Uys adds that PoPI has made people more aware of how sensitive data actually is, and how well businesses need to protect the personal information that resides on their systems.“So much limitation is placed on the processing of personal data, and once you have consent, you need to ensure that it’s stored and kept safely. Businesses must ensure that they’re compliant, and for many, this means they’ve had to employ a compliance officer and restructure their entire data management strategy.”
Zero trust
Starting with a zero-trust methodology would make this journey a lot easier for most organisations, adds Harie. If a company is already established in terms of using a more traditional data management system, then its journey to implement a data management strategy must include compliance with PoPI. Traditionally, the backup plan would be to protect everything that falls under IT. However, this now poses a new challenge with PoPI, as PII is hosted in new locations. A data management solution is now required to identify the sensitive data within the business and report on it. Yet, this is only one portion of the regulations. “Another portion talks to the destruction of sensitive data. This means that a data management solution now has to identify and destroy sensitive data. There are also other elements of compliance and security that would need to be adhered to, which means your data management solution needs to be compliant with the regulations and also enable compliance.”

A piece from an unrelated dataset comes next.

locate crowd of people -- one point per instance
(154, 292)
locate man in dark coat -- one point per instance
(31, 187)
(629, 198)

Speaking of how SA businesses can measure and demonstrate compliance with global data privacy regulations, Nkuna says in many cases and many globally affiliated or multinational organisations, we already are. “Data privacy rules may differ in countries, but the principles they apply to are the same. PoPI goes a long way to getting us on the same footing as the rest of the world as the premise of why data needs to be safeguarded is based on global best practices.Where we’re dragging our heels, though, is in understanding that while data may be amorphous, it needs to be centralised, and technology can help do this. Data living in spreadsheets all over a business will make a global compliance office cringe. Building a complete compliance data foundation then opens the power of data. The real power of data does not lie in your ability to send out marketing emails. It lies with the extension of applying smart technologies into the mix, embedding artificial intelligence and machine learning, discovering connections, and defining your data assets. When applied, these technologies will also assist data management principles to include multiple algorithms that learn how to tag data assets with the appropriate business definitions and classifications. When you have this deep understanding and central view of your data and its behaviour, you can also ensure its compliance, not just use it as a marketing resource.”